Avrupa açısından bir başka düşündürücü konu da, bölgedeki kamplar ve cezaevlerinde tutuklu bulunan Avrupa kökenli cihatçıların, ülkelerine dönme ihtimali. Türkiye’nin operasyon planladığı bölge çevresinde IŞİD üyelerinin tutuklu bulunduğu bu kamplardan üç adet var. İçlerinde en büyüğü olan El Hol her ne kadar operasyon sahasının dışında kalsa da çatışmalardan etkilenme olasılığı endişe yaratıyor.
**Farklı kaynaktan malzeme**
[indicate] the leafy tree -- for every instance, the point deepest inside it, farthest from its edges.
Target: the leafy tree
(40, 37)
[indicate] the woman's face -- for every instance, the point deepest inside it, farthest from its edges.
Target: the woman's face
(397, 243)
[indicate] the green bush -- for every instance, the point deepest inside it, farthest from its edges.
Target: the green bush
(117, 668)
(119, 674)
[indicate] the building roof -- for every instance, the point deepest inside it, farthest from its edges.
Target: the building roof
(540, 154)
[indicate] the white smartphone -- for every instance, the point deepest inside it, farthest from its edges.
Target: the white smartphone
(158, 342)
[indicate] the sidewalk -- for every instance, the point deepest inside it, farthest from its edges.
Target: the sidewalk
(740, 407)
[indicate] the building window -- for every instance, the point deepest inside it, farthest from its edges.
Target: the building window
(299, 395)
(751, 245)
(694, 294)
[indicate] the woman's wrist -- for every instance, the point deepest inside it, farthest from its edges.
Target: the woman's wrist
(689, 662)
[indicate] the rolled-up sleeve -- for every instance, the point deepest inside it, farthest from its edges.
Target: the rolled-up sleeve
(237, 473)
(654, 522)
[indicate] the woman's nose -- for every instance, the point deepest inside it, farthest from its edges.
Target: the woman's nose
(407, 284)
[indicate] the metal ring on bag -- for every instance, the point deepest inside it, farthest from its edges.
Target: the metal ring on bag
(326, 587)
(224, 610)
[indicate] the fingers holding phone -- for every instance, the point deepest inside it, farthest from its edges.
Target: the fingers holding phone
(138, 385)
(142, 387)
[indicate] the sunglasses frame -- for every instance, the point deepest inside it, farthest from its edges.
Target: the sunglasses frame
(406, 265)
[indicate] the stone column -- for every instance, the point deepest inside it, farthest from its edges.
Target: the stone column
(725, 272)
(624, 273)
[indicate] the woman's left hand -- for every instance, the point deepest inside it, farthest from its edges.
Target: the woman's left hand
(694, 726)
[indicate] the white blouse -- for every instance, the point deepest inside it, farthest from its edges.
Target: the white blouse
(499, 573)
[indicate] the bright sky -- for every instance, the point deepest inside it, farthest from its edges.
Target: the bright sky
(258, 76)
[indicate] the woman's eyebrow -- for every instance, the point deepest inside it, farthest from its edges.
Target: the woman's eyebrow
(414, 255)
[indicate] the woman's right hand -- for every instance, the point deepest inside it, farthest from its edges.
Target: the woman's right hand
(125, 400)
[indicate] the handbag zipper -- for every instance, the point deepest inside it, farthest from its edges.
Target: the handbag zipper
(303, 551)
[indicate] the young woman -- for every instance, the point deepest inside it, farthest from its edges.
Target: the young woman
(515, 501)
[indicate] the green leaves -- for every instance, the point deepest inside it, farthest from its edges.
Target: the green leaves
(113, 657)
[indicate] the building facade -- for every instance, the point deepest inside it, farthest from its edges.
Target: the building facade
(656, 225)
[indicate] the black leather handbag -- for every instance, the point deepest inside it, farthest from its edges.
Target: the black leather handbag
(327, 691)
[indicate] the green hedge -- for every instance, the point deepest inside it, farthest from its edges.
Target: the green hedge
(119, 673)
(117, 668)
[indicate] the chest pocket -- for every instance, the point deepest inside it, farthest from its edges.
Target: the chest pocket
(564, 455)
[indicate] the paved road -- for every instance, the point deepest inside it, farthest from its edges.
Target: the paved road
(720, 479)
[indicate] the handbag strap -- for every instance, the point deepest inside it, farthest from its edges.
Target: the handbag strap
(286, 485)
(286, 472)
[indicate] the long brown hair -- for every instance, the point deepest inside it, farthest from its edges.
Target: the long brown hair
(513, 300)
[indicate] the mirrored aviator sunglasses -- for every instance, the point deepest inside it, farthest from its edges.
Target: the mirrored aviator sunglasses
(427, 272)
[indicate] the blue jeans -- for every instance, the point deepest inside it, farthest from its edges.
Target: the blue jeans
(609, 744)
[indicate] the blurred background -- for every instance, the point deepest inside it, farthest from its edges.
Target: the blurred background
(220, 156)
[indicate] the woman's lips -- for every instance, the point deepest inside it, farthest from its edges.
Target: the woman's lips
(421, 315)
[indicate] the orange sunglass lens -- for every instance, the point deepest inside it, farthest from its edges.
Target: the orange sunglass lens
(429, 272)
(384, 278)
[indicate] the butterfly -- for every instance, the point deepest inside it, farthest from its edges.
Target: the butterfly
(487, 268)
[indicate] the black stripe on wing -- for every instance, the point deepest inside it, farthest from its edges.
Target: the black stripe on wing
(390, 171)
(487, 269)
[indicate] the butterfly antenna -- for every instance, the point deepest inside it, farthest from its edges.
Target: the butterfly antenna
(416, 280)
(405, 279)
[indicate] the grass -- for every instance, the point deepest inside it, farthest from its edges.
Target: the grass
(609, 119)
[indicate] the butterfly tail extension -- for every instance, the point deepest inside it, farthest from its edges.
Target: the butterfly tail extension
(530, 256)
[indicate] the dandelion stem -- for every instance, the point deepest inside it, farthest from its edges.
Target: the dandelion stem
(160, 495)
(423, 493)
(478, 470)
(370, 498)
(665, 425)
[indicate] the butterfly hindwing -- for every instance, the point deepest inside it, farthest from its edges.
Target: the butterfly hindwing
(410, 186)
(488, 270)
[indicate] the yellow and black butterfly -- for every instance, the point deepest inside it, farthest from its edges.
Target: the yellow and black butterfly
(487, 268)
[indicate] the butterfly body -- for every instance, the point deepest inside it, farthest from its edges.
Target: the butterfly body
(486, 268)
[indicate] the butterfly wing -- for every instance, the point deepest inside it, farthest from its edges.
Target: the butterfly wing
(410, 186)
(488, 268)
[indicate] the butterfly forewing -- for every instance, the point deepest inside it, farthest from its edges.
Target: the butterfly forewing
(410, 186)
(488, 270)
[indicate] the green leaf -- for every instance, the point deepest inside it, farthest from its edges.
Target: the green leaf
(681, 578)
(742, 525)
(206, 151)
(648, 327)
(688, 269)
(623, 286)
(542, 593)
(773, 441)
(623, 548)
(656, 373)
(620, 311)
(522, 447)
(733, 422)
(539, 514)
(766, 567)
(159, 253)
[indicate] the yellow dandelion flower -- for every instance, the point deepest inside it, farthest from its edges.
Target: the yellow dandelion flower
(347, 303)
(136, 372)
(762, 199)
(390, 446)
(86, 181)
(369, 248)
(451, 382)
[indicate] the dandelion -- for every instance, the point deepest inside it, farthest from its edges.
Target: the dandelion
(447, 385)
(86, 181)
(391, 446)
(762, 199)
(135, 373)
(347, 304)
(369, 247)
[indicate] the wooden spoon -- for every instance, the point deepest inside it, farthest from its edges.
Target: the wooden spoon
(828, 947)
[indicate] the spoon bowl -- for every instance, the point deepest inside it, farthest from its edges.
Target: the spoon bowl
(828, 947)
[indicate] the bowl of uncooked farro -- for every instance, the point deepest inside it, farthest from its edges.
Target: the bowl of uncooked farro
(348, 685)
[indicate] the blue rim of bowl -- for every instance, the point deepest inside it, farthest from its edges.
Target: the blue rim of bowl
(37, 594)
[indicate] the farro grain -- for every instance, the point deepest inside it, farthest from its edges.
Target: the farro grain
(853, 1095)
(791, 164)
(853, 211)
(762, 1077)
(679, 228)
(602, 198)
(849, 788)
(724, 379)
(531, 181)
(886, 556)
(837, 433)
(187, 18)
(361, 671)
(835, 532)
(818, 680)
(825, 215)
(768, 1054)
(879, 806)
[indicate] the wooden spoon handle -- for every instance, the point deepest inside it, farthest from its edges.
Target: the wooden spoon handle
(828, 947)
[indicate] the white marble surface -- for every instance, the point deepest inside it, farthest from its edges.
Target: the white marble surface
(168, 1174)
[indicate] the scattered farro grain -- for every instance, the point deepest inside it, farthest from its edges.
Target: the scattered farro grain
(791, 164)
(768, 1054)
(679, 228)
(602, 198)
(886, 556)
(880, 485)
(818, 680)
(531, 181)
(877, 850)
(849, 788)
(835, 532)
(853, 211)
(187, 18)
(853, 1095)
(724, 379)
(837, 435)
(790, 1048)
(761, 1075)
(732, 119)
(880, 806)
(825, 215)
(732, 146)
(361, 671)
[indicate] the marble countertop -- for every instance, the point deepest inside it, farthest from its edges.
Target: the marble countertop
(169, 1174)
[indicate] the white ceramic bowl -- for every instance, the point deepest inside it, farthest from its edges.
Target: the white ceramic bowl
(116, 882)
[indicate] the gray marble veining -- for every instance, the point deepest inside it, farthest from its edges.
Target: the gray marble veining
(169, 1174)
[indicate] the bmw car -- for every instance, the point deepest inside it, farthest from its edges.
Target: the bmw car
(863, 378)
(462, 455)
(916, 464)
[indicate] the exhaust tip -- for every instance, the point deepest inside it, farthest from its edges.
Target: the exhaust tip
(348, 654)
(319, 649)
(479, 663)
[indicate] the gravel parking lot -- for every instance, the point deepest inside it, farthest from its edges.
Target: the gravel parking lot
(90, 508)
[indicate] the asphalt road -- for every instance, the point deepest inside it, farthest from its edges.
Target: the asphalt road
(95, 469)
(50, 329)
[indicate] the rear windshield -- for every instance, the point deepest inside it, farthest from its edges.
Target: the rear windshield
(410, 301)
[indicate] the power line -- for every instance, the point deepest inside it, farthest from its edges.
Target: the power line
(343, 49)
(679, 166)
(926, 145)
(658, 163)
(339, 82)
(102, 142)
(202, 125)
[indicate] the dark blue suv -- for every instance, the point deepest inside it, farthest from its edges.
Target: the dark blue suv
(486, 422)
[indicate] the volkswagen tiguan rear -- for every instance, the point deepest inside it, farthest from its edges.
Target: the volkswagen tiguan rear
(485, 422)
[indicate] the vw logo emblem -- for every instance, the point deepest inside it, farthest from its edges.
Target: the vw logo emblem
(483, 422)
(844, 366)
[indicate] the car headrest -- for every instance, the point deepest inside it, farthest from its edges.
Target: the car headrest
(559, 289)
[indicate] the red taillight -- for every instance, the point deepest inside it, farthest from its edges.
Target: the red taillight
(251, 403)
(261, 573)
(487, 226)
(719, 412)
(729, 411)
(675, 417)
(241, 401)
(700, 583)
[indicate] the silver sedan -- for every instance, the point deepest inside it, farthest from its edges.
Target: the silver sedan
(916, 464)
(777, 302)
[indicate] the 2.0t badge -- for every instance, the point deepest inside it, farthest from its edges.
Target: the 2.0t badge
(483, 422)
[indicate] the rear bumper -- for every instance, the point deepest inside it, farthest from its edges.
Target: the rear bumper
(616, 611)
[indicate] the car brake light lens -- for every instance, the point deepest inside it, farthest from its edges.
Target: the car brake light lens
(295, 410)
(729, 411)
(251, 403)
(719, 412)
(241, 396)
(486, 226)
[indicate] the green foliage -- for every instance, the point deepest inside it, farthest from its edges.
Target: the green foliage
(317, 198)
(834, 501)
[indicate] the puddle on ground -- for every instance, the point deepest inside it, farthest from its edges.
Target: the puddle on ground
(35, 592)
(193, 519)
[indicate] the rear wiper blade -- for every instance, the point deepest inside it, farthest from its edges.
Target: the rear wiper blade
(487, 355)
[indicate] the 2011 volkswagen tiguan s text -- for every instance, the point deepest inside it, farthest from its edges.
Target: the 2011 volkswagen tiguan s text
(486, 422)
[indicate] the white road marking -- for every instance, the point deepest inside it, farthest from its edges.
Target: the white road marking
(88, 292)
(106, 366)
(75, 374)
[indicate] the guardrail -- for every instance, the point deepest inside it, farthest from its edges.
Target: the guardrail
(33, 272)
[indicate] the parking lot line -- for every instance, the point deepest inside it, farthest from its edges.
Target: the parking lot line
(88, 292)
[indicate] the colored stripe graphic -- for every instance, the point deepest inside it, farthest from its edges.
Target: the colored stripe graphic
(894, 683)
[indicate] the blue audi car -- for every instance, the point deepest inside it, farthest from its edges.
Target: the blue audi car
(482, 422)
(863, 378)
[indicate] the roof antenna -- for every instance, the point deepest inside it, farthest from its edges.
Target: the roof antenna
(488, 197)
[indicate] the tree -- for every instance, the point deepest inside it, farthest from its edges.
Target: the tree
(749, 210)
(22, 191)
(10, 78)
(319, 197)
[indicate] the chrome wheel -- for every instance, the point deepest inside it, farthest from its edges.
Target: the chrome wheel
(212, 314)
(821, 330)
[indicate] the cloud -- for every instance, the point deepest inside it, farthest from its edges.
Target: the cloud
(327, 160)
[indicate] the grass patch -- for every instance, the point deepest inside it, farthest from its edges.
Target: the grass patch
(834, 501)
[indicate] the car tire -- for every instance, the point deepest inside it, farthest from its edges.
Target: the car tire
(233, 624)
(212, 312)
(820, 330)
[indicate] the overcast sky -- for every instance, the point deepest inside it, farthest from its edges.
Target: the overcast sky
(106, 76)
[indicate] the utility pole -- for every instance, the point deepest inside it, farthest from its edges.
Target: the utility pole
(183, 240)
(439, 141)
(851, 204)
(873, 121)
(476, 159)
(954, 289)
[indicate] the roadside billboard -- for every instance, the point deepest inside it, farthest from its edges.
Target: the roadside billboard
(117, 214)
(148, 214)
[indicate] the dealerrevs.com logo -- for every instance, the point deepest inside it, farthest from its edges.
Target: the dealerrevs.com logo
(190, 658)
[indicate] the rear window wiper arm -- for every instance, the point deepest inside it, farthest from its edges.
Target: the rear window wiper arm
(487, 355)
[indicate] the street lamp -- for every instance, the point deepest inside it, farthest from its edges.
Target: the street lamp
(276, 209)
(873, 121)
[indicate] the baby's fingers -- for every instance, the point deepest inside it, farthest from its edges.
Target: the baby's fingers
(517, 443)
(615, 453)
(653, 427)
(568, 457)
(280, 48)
Almanya’da faaliyet gösteren ve cihatçı ideolojideki kişileri yeniden topluma kazandırmaya yönelik çalışmalar yapan “Hayat” adlı kuruluşun yöneticisi Claudia Dantschke, söz konusu kamplarda güvenliği sağlayan Kürt milislerin, Türkiye ile çatışmalara destek vermek için bu kamplardan çekilebileceğini ve bu sebepten dolayı buralarda bir güvenlik zaafiyeti oluşabileceğini belirtiyor.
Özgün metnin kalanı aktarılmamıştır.